Celebramos hoy la fiesta de los apóstoles Pedro y Pablo. El
Nuevo Testamento nos ha dejado una semblanza que nos permite percibir sus
diferentes personalidades. Alguna vez, incluso, entraron en conflicto,
manteniendo la comunión (Gal 2, 11-14. La incertidumbre y la discusión también forma
parte de ese seguir juntos a Jesús y buscar sus caminos). Con su diferente
identidad y misión, son dos columnas de la Iglesia. Ambos, fundamentados en el
Señor, que es el verdadero centro de las lecturas de hoy.
El Evangelio nos sitúa en una encrucijada, tras la primera
predicación del Evangelio.
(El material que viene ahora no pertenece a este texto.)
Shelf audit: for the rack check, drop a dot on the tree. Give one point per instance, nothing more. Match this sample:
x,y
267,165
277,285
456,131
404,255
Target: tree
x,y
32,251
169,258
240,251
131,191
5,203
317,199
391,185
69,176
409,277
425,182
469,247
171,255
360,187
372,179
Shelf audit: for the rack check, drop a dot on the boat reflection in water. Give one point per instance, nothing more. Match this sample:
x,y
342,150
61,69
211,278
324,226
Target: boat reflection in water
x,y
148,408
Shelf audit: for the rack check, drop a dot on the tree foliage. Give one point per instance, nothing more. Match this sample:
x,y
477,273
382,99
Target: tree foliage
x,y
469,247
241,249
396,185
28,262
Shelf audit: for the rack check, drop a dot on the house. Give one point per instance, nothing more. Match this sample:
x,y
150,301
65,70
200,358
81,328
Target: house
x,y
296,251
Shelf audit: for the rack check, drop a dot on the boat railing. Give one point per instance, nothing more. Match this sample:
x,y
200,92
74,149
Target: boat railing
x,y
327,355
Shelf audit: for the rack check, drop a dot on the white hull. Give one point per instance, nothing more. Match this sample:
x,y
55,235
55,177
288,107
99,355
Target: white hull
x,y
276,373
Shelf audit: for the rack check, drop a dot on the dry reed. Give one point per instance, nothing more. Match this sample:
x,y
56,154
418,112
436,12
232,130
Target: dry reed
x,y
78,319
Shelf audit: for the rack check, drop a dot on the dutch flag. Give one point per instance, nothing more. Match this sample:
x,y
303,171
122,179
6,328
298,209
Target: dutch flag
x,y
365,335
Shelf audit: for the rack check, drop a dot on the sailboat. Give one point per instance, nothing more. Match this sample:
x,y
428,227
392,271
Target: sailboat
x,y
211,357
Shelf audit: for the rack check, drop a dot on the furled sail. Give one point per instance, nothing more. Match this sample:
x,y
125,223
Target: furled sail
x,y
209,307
A partir de ahí, Jesús se revelará de forma más
radical, hablando de la entrega de su vida, y de la Resurrección. Y en el
centro, está la confesión de fe en Él como Mesías, Hijo de Dios. Probablemente
Pedro tenía dotes de liderazgo para guiar a sus hermanos, pero es esta confesión,
esta fe, la roca, la clave de su
misión en la Iglesia (en la Última Cena, Jesús vuelve sobre ello: “yo he orado por ti, para que tu fe no
desfallezca. Y tú, cuando te recobres, da firmeza a tus hermanos” Lc 22, 32
). En el centro está la acción de Dios.
El Salmo y las dos primeras lecturas subrayan que esa obra
es liberadora. Dios libra a Pedro de la cárcel y de las maquinaciones políticas
de Herodes, y, en la narración de los Hechos, esto es un signo: Él guía a la comunidad
cristiana hacia unos horizontes más allá “de
la expectación del pueblo de los judíos” (este capítulo está en medio de la
apertura de la Iglesia a los pueblos gentiles). La Carta a Timoteo nos muestra
a Pablo a punto de entregar su vida, con confianza en el Señor que “me librará de toda obra mala y me salvará.”
El pasaje se nos ofrece como testamento de Pablo, para que sigamos su ejemplo: “he combatido el noble combate, he acabado la
carrera, he conservado la fe”. Para “aguardar
con amor la manifestación del Señor”.
Somos invitados a poner nuestra confianza en Dios. Y así
poder descubrir hacia dónde nos guía, qué horizontes nos abre.